The correlation between Spamhaus Zen listings and attachment types (March 2018 edition)
Our program to capture information about what sort of email attachments our users get logs not just the attachment information but also whether or not the sending IP address was listed in zen.spamhaus.org at the time. For reasons beyond the scope of this entry, today I want to look at the correlation between sending us attachments and being in Spamhaus Zen, and what attachment types are popular. Because it's the most convenient option, I'm going to use four weeks of recent logs.
Over this time we logged 15,900 incoming messages with attachments (20,395 attachments total), although given my previous experience it's possible that some of these are repeated attempts from misbehaving senders that believe permanent SMTP rejections are just temporary. 3,890 of these messages (3,925 attachments total) were in the Spamhaus Zen at the time, or about one quarter, which is neither huge nor insignificant. The most popular attachment types for Zen listed IPs to send us are as follows:
1312 MIME file ext: .html [89%] 754 MIME file ext: .docx [38%] 516 MIME file ext: .doc [59%] 352 MIME file ext: .xlsx [51%] 120 MIME file ext: .xls [54%] 85 MIME file ext: .pdf [ 1%] 57 MIME file ext: .pdf.gz [87%] 42 MIME file ext: .ace [28%]
(For simplicity I'm looking only at things with MIME file extensions. 705 attachments in total, 435 from Zen-listed IPs, did not have file extensions. Almost all of the Zen-listed ones were Microsoft Word documents, usually .docx.)
The percentages are against the total number of that attachment type we received. PDFs by far our most popular attachment type in general, followed by .docx, .html (almost all from Zen listed IPs), JPGs, .doc, .png, and .xlsx.
The '.pdf.gz' attachments are actually all .exe files in disguise, which we reject. I'm not sure why malware tries this, but presumably it works on some people and some systems. The .html attachments are very likely to be what our commercial spam filtering system scores as 'Mal/Phish', because this is a pattern we see all the time. We reject all .ace attachments in general as they're all malware, so I find it interesting that only 30% of them come from Zen listed IPs; there seem to be a fair number of malware senders that aren't in Zen.
(This is something to bear in mind if you feel that the Zen alone will do a great job of protecting you. I'm not saying it won't; it depends on what you're worried about and what the attack patterns are against you.)
With the exception of .html (and the special case of .pdf.gz), there's no attachment type that is clearly beloved of Zen-listed IPs, although they're over-represented in a number of them (where they're roughly half of those attachment types despite being only roughly a quarter of our attachment volume).
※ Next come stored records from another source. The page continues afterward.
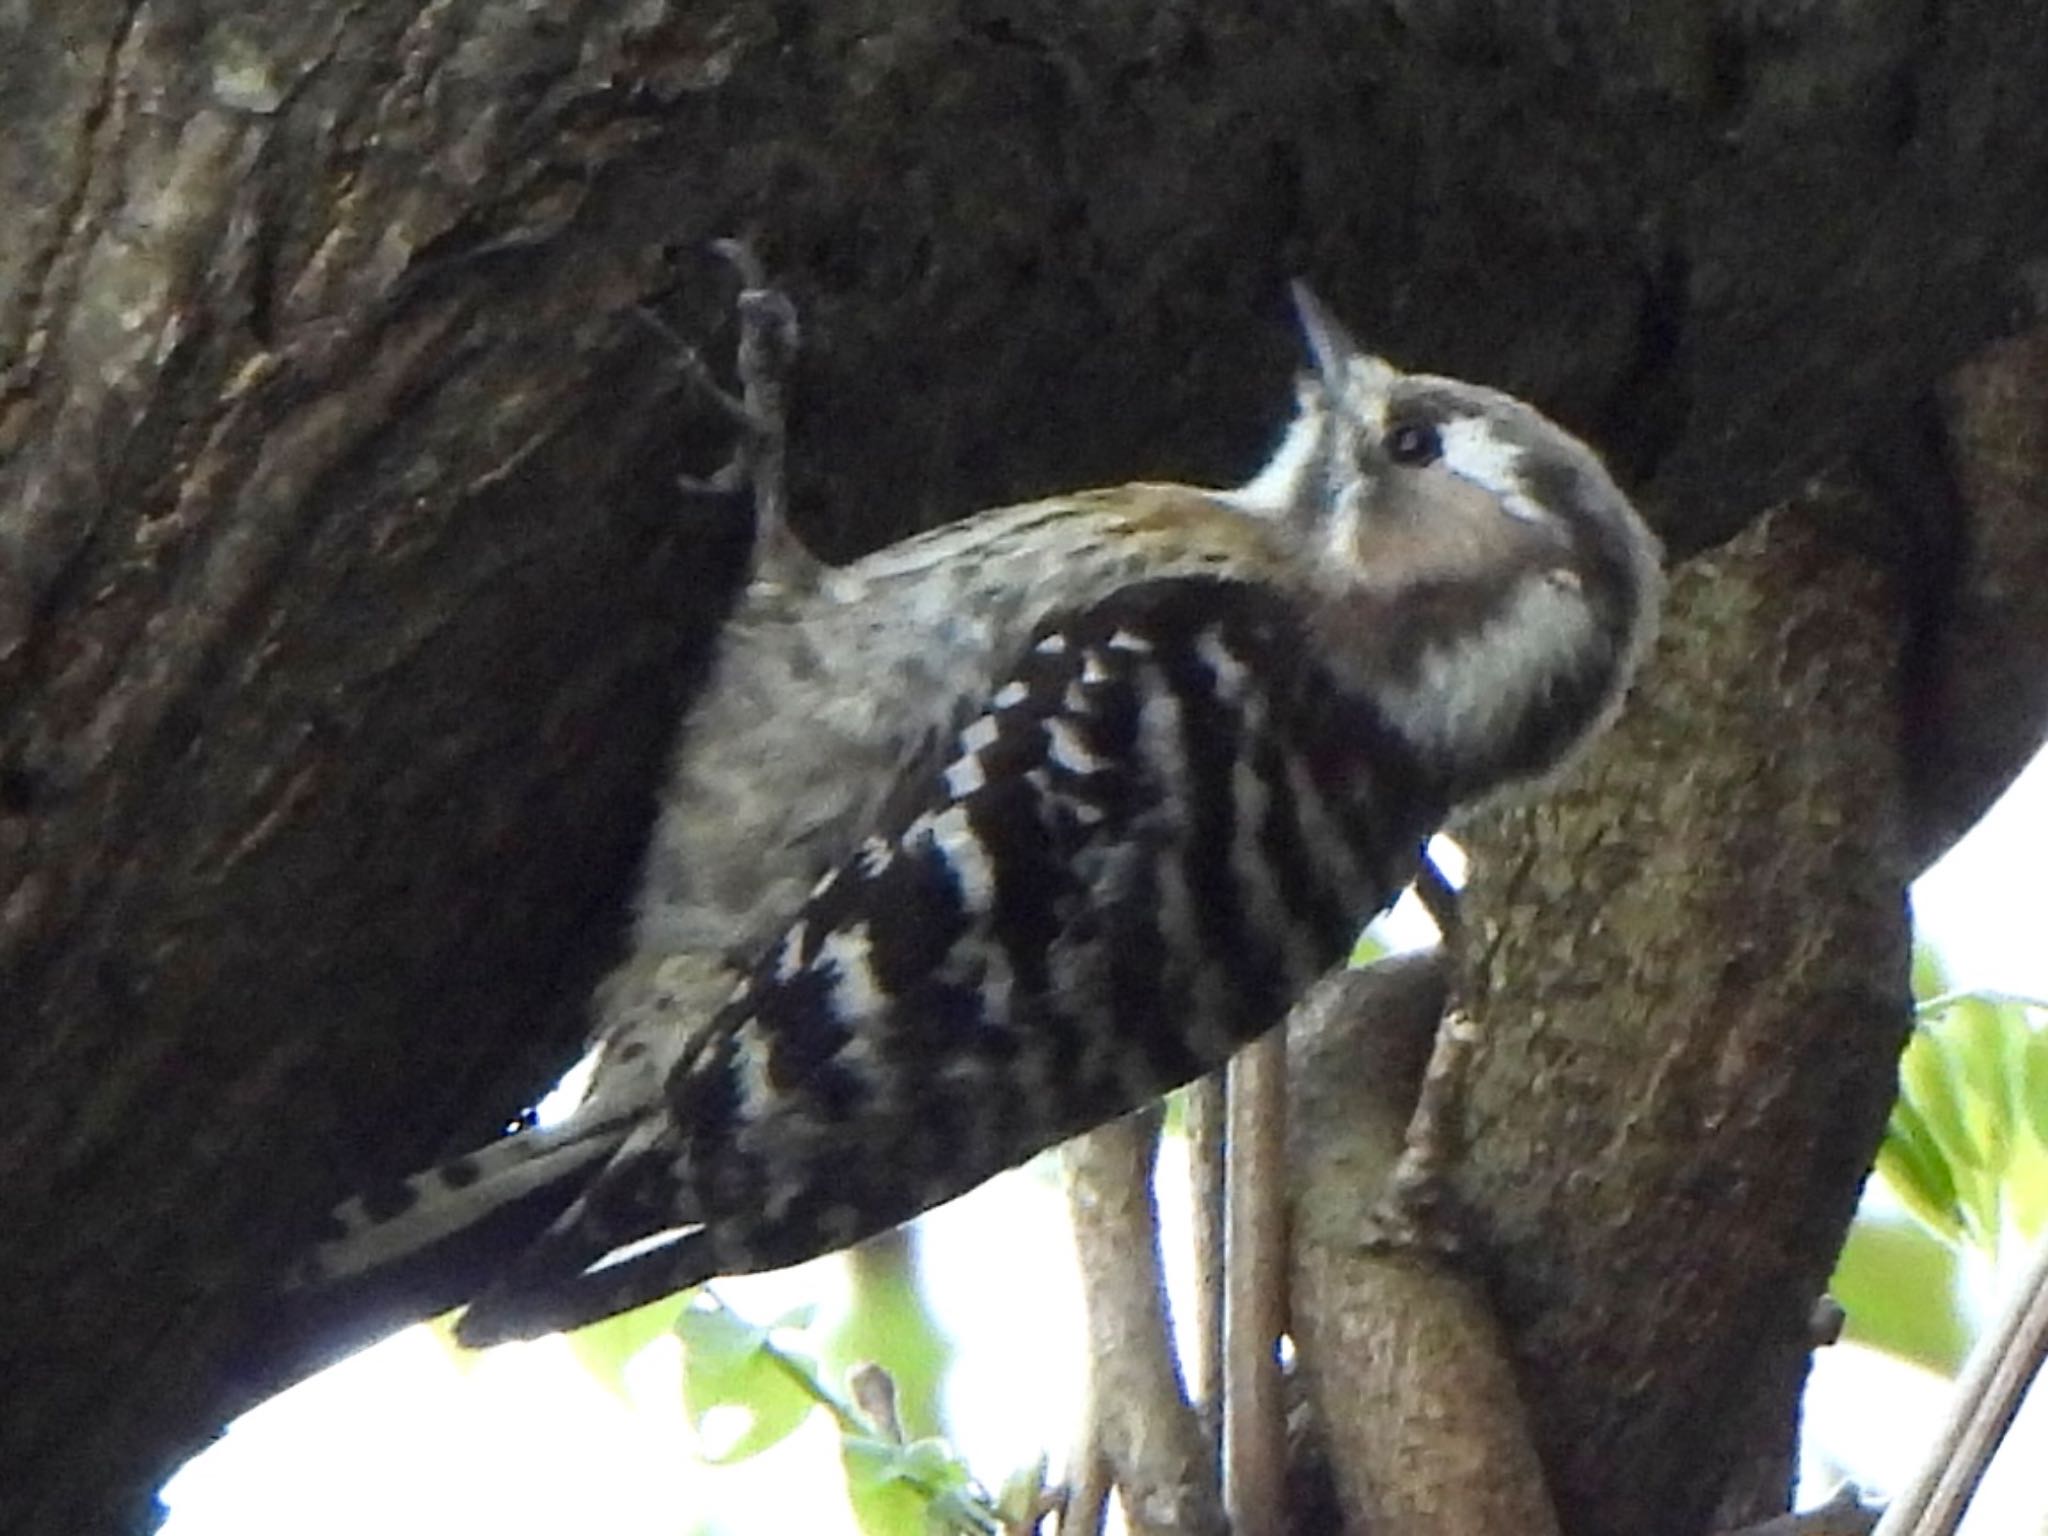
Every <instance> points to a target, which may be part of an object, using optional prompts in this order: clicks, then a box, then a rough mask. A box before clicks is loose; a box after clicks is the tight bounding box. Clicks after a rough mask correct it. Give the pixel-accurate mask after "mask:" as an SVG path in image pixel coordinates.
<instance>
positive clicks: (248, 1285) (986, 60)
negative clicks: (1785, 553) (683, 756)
mask: <svg viewBox="0 0 2048 1536" xmlns="http://www.w3.org/2000/svg"><path fill="white" fill-rule="evenodd" d="M2042 78H2048V20H2044V8H2042V6H2038V4H2036V6H2011V4H2003V2H1999V0H1954V2H1952V4H1944V6H1937V8H1929V6H1923V4H1907V0H1862V2H1858V0H1837V4H1810V6H1735V4H1726V6H1702V4H1696V2H1694V0H1669V2H1667V4H1640V2H1638V0H1636V2H1624V0H1585V4H1573V6H1565V4H1548V6H1530V4H1522V2H1520V0H1401V2H1395V0H1386V2H1384V4H1364V6H1358V4H1341V6H1339V4H1331V6H1286V8H1266V10H1257V12H1253V10H1247V8H1243V6H1229V4H1208V2H1206V0H1188V2H1186V4H1176V6H1155V8H1133V6H1124V4H1108V2H1106V0H1092V2H1090V4H1051V2H1049V0H870V2H852V4H821V0H780V2H776V4H770V2H768V0H715V2H711V4H692V6H684V4H680V0H635V2H633V4H627V2H625V0H549V2H543V4H514V2H512V0H436V2H434V4H406V0H356V2H354V4H348V6H340V4H303V6H270V4H258V2H256V0H66V4H61V6H59V4H53V2H51V4H20V2H16V4H8V6H0V186H4V188H6V205H8V219H6V221H4V223H0V455H4V459H0V1012H4V1024H6V1049H4V1057H0V1102H6V1104H8V1118H6V1122H4V1124H0V1231H4V1233H6V1241H4V1243H0V1374H4V1378H6V1382H8V1391H6V1393H4V1395H0V1532H12V1530H113V1528H139V1526H143V1524H147V1520H150V1501H152V1489H154V1487H156V1483H158V1481H160V1479H162V1477H164V1475H166V1473H168V1470H170V1468H172V1466H174V1464H176V1460H178V1458H180V1456H182V1454H186V1452H190V1450H193V1448H197V1446H199V1444H203V1442H205V1438H207V1436H209V1434H211V1432H213V1430H215V1427H217V1425H219V1423H221V1421H223V1419H225V1415H227V1413H229V1411H231V1409H236V1407H240V1405H242V1401H244V1399H246V1395H248V1391H250V1378H252V1376H250V1374H248V1372H246V1370H244V1366H246V1364H248V1362H242V1364H238V1358H240V1356H242V1354H244V1352H246V1346H248V1339H250V1329H252V1317H256V1315H258V1313H260V1300H262V1296H264V1292H266V1286H268V1280H270V1276H272V1272H274V1268H276V1264H279V1262H281V1260H283V1255H287V1253H289V1251H291V1249H293V1247H295V1243H297V1241H301V1239H303V1235H305V1231H307V1227H309V1223H313V1221H317V1214H319V1212H322V1210H324V1208H326V1206H328V1204H330V1202H332V1200H334V1198H336V1196H340V1194H344V1192H346V1190H350V1188H356V1186H362V1184H369V1182H373V1180H377V1178H379V1176H389V1174H393V1171H397V1169H403V1167H412V1165H416V1163H420V1161H424V1159H426V1157H430V1155H432V1153H434V1151H438V1149H444V1147H446V1145H451V1143H453V1141H457V1139H461V1137H467V1135H473V1133H477V1130H479V1128H481V1126H485V1124H487V1122H489V1120H494V1118H498V1116H502V1114H506V1112H508V1110H512V1108H516V1106H518V1104H520V1100H522V1096H524V1094H528V1092H530V1090H532V1087H535V1085H537V1083H541V1081H545V1077H547V1069H549V1067H551V1065H559V1063H563V1061H567V1059H569V1057H571V1055H573V1049H575V1038H578V999H580V993H582V989H584V985H586V983H588V979H590V975H592V971H594V967H596V963H598V961H600V956H602V952H604V946H606V942H608V938H610V932H612V926H614V915H616V903H618V895H621V891H623V883H625V879H627V874H629V868H631V858H633V848H635V840H637V838H639V834H641V829H643V827H645V823H647V813H649V803H647V793H649V786H651V780H653V774H655V772H657V764H659V754H662V745H664V735H666V729H668V721H670V719H672V717H674V711H676V705H678V700H680V696H682V694H684V692H686V682H688V670H690V662H692V659H694V657H698V655H700V651H702V641H705V635H707V633H709V629H711V625H713V621H715V616H717V606H719V600H721V594H723V592H725V588H727V584H729V578H731V571H733V559H735V553H737V551H735V549H733V547H731V545H733V535H735V530H737V518H733V516H727V514H723V512H721V510H719V508H715V506H688V504H680V498H678V496H676V494H674V492H672V477H674V473H676V471H678V469H684V467H705V465H709V463H713V461H717V457H719V455H721V449H723V444H721V440H719V426H717V422H715V418H713V416H711V414H709V412H702V410H700V408H696V406H692V403H690V399H688V391H686V389H684V385H682V375H684V371H682V367H680V365H678V358H676V356H674V348H672V344H670V342H666V340H664V338H662V334H659V332H657V330H655V328H653V326H647V324H643V322H641V319H639V315H637V311H639V309H641V307H649V309H655V311H659V313H662V315H666V319H668V322H670V324H672V326H674V328H676V330H680V332H684V334H688V336H692V338H698V340H702V342H705V346H707V350H709V352H715V350H717V344H719V340H721V334H719V326H717V319H715V317H717V315H719V313H721V311H723V307H725V276H723V272H719V268H717V266H715V264H713V262H711V260H709V258H707V256H705V254H702V246H705V242H707V240H709V238H713V236H721V233H733V231H752V233H756V236H758V242H760V246H762V250H764V254H766V256H768V258H770V262H772V266H774V268H776V270H778V272H782V274H784V276H786V281H788V285H791V289H793V291H795V295H797V299H799V303H801V307H803V311H805V319H807V330H809V342H811V344H809V352H807V356H805V373H803V377H801V379H799V399H797V410H799V416H801V428H799V434H801V453H799V481H797V504H799V518H801V520H807V522H809V526H811V528H813V532H815V535H817V537H819V541H821V543H823V545H825V547H827V549H831V551H840V553H844V551H850V549H854V547H862V545H870V543H874V541H879V539H883V537H889V535H895V532H901V530H905V528H909V526H915V524H922V522H928V520H932V518H938V516H942V514H948V512H954V510H961V508H967V506H973V504H987V502H993V500H1004V498H1012V496H1020V494H1026V492H1034V489H1047V487H1055V485H1071V483H1079V481H1096V479H1116V477H1126V475H1135V473H1149V475H1157V473H1176V475H1188V477H1217V475H1231V473H1237V471H1241V469H1243V467H1245V465H1249V463H1251V461H1253V457H1255V453H1257V449H1260V446H1262V442H1264V438H1266V434H1268V432H1270V430H1272V426H1274V414H1276V412H1278V403H1280V399H1282V397H1284V377H1286V369H1288V367H1290V362H1292V356H1290V348H1292V340H1290V338H1288V328H1286V324H1284V322H1282V297H1280V295H1282V279H1284V276H1288V274H1294V272H1305V274H1311V276H1313V279H1317V281H1319V285H1321V287H1325V289H1327V297H1329V299H1331V303H1333V305H1335V307H1337V309H1339V311H1341V313H1346V315H1350V317H1352V319H1354V322H1356V326H1358V328H1360V330H1362V332H1364V334H1366V336H1370V338H1374V340H1378V342H1380V344H1384V348H1386V350H1389V352H1391V354H1393V356H1397V358H1401V360H1417V362H1427V365H1430V367H1438V369H1444V371H1452V373H1464V375H1473V377H1485V379H1491V381H1499V383H1503V385H1507V387H1513V389H1520V391H1524V393H1530V395H1534V397H1536V399H1540V401H1544V403H1548V406H1550V408H1552V410H1556V412H1559V414H1561V416H1563V418H1565V420H1569V422H1573V424H1575V426H1579V428H1581V430H1585V432H1587V434H1589V436H1593V438H1595V440H1599V442H1604V444H1606V446H1608V449H1610V453H1612V457H1614V459H1616V465H1618V469H1620V471H1622V475H1624V479H1628V481H1630V483H1632V485H1634V487H1636V489H1638V492H1642V494H1645V498H1647V500H1649V502H1651V504H1653V508H1655V512H1657V516H1659V520H1661V526H1663V530H1665V532H1667V537H1669V539H1671V543H1673V549H1677V551H1681V553H1686V551H1694V549H1700V547H1704V545H1710V543H1714V541H1718V539H1720V537H1726V535H1729V532H1733V530H1735V528H1737V526H1741V524H1743V522H1745V518H1749V516H1751V514H1753V512H1755V510H1757V508H1759V506H1763V504H1767V502H1772V500H1776V498H1780V496H1784V494H1788V492H1790V489H1792V487H1796V485H1798V483H1800V481H1802V479H1804V477H1806V475H1810V473H1812V471H1817V469H1819V467H1823V465H1827V463H1833V461H1837V459H1841V457H1843V455H1845V453H1849V451H1851V449H1853V446H1855V444H1858V440H1860V436H1862V434H1864V432H1866V428H1868V424H1870V422H1876V420H1896V418H1901V416H1903V414H1907V412H1909V410H1911V406H1913V401H1917V399H1921V397H1923V395H1925V391H1927V389H1929V385H1931V383H1933V381H1935V379H1937V377H1939V375H1942V373H1944V371H1946V369H1948V367H1952V365H1954V362H1958V360H1960V358H1964V356H1966V354H1970V352H1972V350H1974V348H1976V346H1978V344H1980V342H1982V340H1985V338H1987V336H1991V334H1993V332H1995V330H1999V328H2001V326H2005V324H2009V322H2011V319H2013V317H2015V313H2019V311H2021V309H2023V307H2025V303H2028V291H2025V285H2023V283H2021V281H2019V272H2021V268H2023V262H2025V260H2028V258H2030V256H2036V254H2038V252H2040V250H2042V248H2044V233H2048V127H2044V123H2042V119H2040V113H2038V82H2040V80H2042ZM2036 553H2038V551H2036ZM2040 590H2044V584H2042V582H2034V586H2032V592H2040ZM2034 676H2044V670H2036V674H2034ZM1958 686H1960V684H1958ZM1958 696H1960V694H1958ZM2025 698H2028V700H2032V707H2034V709H2036V711H2038V707H2040V696H2038V684H2030V690H2028V692H2025ZM2038 719H2040V717H2038V713H2036V717H2034V723H2036V729H2034V731H2032V737H2028V733H2025V731H2019V733H2017V735H2013V739H2019V737H2028V739H2038ZM2011 752H2013V745H2011V741H2005V743H2003V745H1999V748H1997V750H1989V752H1987V754H1985V756H1982V758H1980V760H1972V762H1968V764H1956V766H1954V772H1952V778H1954V782H1956V784H1960V791H1958V799H1956V801H1954V805H1970V803H1982V799H1985V797H1987V793H1989V786H1995V784H1997V782H2001V778H2003V776H2005V774H2009V770H2011ZM1944 772H1948V770H1944ZM1954 819H1956V815H1952V817H1950V821H1954ZM1544 975H1548V971H1544ZM1503 1145H1509V1147H1530V1149H1536V1147H1542V1145H1548V1143H1546V1141H1544V1137H1542V1135H1540V1133H1538V1130H1528V1133H1522V1135H1520V1137H1518V1139H1507V1141H1505V1143H1503ZM1837 1174H1839V1169H1837ZM1812 1198H1815V1200H1819V1202H1821V1204H1823V1206H1827V1208H1833V1206H1837V1204H1839V1200H1841V1198H1845V1196H1843V1192H1841V1190H1839V1188H1831V1190H1827V1192H1825V1194H1823V1192H1815V1196H1812ZM1499 1202H1501V1206H1503V1208H1501V1210H1499V1212H1493V1210H1491V1206H1487V1208H1489V1214H1491V1219H1493V1221H1497V1223H1499V1225H1501V1231H1503V1233H1507V1235H1509V1237H1511V1233H1513V1223H1511V1221H1509V1214H1511V1210H1513V1208H1516V1206H1513V1198H1511V1194H1507V1192H1501V1194H1499ZM1530 1208H1536V1206H1522V1210H1530ZM1511 1247H1513V1245H1511V1243H1509V1249H1511ZM1516 1262H1522V1255H1520V1253H1518V1257H1516ZM1528 1262H1530V1264H1538V1260H1536V1257H1530V1260H1528ZM1694 1262H1696V1264H1700V1266H1708V1268H1712V1266H1722V1264H1729V1262H1733V1260H1731V1255H1720V1257H1714V1255H1700V1253H1694ZM1716 1272H1718V1270H1716ZM1530 1274H1532V1276H1536V1278H1534V1280H1526V1282H1522V1286H1520V1288H1516V1286H1518V1282H1516V1278H1513V1276H1507V1278H1503V1286H1505V1294H1509V1296H1513V1298H1516V1309H1518V1311H1516V1317H1518V1319H1520V1325H1522V1327H1524V1329H1530V1333H1528V1337H1538V1335H1540V1329H1542V1321H1544V1307H1548V1305H1550V1303H1548V1294H1546V1292H1544V1288H1542V1284H1538V1282H1540V1280H1542V1278H1544V1276H1546V1274H1548V1270H1544V1268H1540V1266H1538V1268H1534V1270H1532V1272H1530ZM1702 1274H1704V1270H1702ZM1702 1284H1704V1282H1702ZM1630 1337H1632V1339H1634V1341H1636V1343H1642V1346H1645V1348H1647V1335H1630ZM1530 1348H1532V1350H1534V1348H1536V1346H1530ZM1530 1358H1532V1360H1534V1358H1536V1356H1534V1354H1532V1356H1530ZM1597 1362H1599V1358H1595V1364H1597ZM256 1374H262V1372H260V1370H256ZM1536 1380H1544V1378H1542V1374H1540V1372H1538V1376H1536ZM1577 1386H1585V1389H1587V1391H1606V1393H1612V1391H1616V1389H1618V1378H1612V1376H1608V1378H1602V1380H1597V1382H1591V1384H1587V1382H1577ZM1622 1386H1626V1391H1630V1393H1634V1391H1642V1389H1640V1386H1638V1384H1636V1382H1634V1380H1626V1382H1622ZM1630 1401H1634V1399H1630ZM1538 1417H1540V1415H1538ZM1567 1481H1569V1479H1567ZM1571 1487H1577V1483H1571ZM1700 1497H1704V1495H1700ZM1694 1505H1696V1499H1694V1503H1688V1505H1686V1507H1688V1509H1692V1507H1694Z"/></svg>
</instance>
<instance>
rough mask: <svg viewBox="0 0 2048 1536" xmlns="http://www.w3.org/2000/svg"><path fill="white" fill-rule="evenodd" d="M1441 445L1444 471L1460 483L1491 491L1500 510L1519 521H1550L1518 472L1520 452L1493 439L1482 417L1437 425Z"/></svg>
mask: <svg viewBox="0 0 2048 1536" xmlns="http://www.w3.org/2000/svg"><path fill="white" fill-rule="evenodd" d="M1436 432H1438V440H1440V442H1442V444H1444V469H1448V471H1450V473H1452V475H1456V477H1458V479H1462V481H1468V483H1473V485H1479V487H1481V489H1485V492H1491V494H1493V498H1495V500H1497V502H1499V504H1501V510H1503V512H1507V516H1511V518H1520V520H1522V522H1552V518H1550V514H1548V512H1544V508H1542V506H1540V504H1538V502H1536V500H1534V498H1532V496H1530V494H1528V485H1524V481H1522V475H1520V469H1522V449H1518V446H1516V444H1513V442H1503V440H1501V438H1499V436H1495V432H1493V428H1489V426H1487V422H1485V418H1481V416H1460V418H1456V420H1450V422H1444V424H1440V426H1438V430H1436Z"/></svg>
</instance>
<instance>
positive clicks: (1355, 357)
mask: <svg viewBox="0 0 2048 1536" xmlns="http://www.w3.org/2000/svg"><path fill="white" fill-rule="evenodd" d="M1290 289H1292V293H1294V313H1296V315H1300V332H1303V336H1305V338H1307V340H1309V354H1311V356H1313V358H1315V371H1317V373H1319V375H1321V379H1323V385H1325V387H1327V389H1329V391H1331V395H1333V397H1337V399H1343V397H1348V395H1350V393H1352V391H1354V389H1358V385H1360V383H1368V381H1370V383H1368V387H1372V389H1374V391H1384V389H1386V385H1389V383H1393V381H1395V377H1397V375H1395V369H1393V367H1391V365H1386V362H1380V358H1376V356H1372V354H1370V352H1368V350H1366V348H1362V346H1360V344H1358V342H1354V340H1352V334H1350V332H1348V330H1343V326H1341V324H1337V317H1335V315H1333V313H1329V307H1327V305H1325V303H1323V301H1321V299H1317V297H1315V289H1311V287H1309V285H1307V283H1303V281H1300V279H1294V283H1292V285H1290ZM1360 375H1366V379H1360Z"/></svg>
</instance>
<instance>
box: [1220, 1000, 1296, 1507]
mask: <svg viewBox="0 0 2048 1536" xmlns="http://www.w3.org/2000/svg"><path fill="white" fill-rule="evenodd" d="M1225 1157H1227V1176H1225V1190H1227V1212H1229V1214H1227V1223H1229V1237H1227V1247H1225V1280H1223V1284H1225V1290H1223V1503H1225V1509H1227V1511H1229V1518H1231V1530H1233V1532H1235V1536H1280V1532H1282V1530H1284V1528H1286V1403H1284V1401H1282V1393H1280V1360H1278V1346H1280V1333H1282V1331H1284V1329H1286V1268H1288V1266H1286V1032H1284V1030H1274V1032H1272V1034H1268V1036H1266V1038H1264V1040H1255V1042H1253V1044H1249V1047H1245V1049H1243V1051H1239V1053H1237V1057H1235V1059H1233V1061H1231V1069H1229V1135H1227V1151H1225Z"/></svg>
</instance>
This seems mostly likely to be due to relatively low usage by legitimate senders rather than high usage by Zen-listed IPs. In turn this is probably because of the profile of our users probably tilts away from the use of Microsoft Office files.
Because of how we do server side spam filtering,
some amount of Zen-listed IP addresses that would send us attachments
don't make it this far, because they get entirely rejected at
TO time. It's difficult to estimate how many such rejections we
might have, so I'm not going to guess or try to throw raw numbers
PS: If I'm understanding the logs correctly, the number of Zen-listed IPs that sent us attachments is a drop in the bucket compared to the total number of Zen-listed IPs that got as far as submitting email. My log analysis suggests that there were roughly 77,500 such email submissions over the same time period, from 18,800 different IPs.
(See also the related attachment types we see in email from Zen-listed IP addresses, from last December. Some of the patterns have clearly shifted since then. For the absolute numbers, note that I did nine weeks of data then and I'm doing four weeks now.)
Sidebar: Some people are confused about MIME types
We got two messages with JPGs that were attached with the MIME type
*/*', which is not how MIME types work. Sadly I suspect that
many mail clients will display the JPGs anyway, because that's how
the Internet works (and it's not necessarily a bad thing, and even
when it is it's hard to persuade people of that).
(Someone may have been thinking of browsers when they generated that MIME type, or they may just have been refusing to even try.)